Looking forward to the next outing, a double camping trip! See you all soon!


sartenada said...

Great photos and "heavy" talk about digital cameras. I have Nikon D300 and I like it very much. When I am taking photos inside obscure churches, I am not using flash, because flash is destoying original colors. With this camera I can take photos inside when conditions are very obscure.

But, I also taking photos with my two old pocket digital cameras. They are handy in normal daylight situation, but they do not compete with Nikon D300. More You can read in my "About me"


sarawaklens said...

Hi sartenada,
A Nikon D300 would be really nice but its weight would make me fall and trip more often while trekking hahaha, because I am not one to lug around a camera bag as well unlike my friends (big tripods etc.). I just sling the cam over my shoulder or neck, which is why I shoot Olympus. A good compromise between size, weight and IQ. I also often shoot with a Fujifilm compact, (owned an F10, F45 and now an F50).

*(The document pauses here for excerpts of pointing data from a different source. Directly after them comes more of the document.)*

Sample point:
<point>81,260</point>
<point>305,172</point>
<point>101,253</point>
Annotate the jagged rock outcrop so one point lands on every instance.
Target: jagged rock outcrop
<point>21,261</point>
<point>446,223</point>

Homestay @ Annah Rais Longhouse said...

Could I have your write up on Mount Penrissen placed in our FB page wallpost?

Homestay @ Annah Rais Longhouse.

sarawaklens said...

@homestayannahrais, yes please feel free to link to this post on your fb page.

M. Zulfadhli said...

Hello there, is a day hike possible? and does one require a guide to climb this mountain?

sarawaklens said...

M. Zulfadhi, yes a day hike possible, enquire at the BHR services desk when you are at the resort.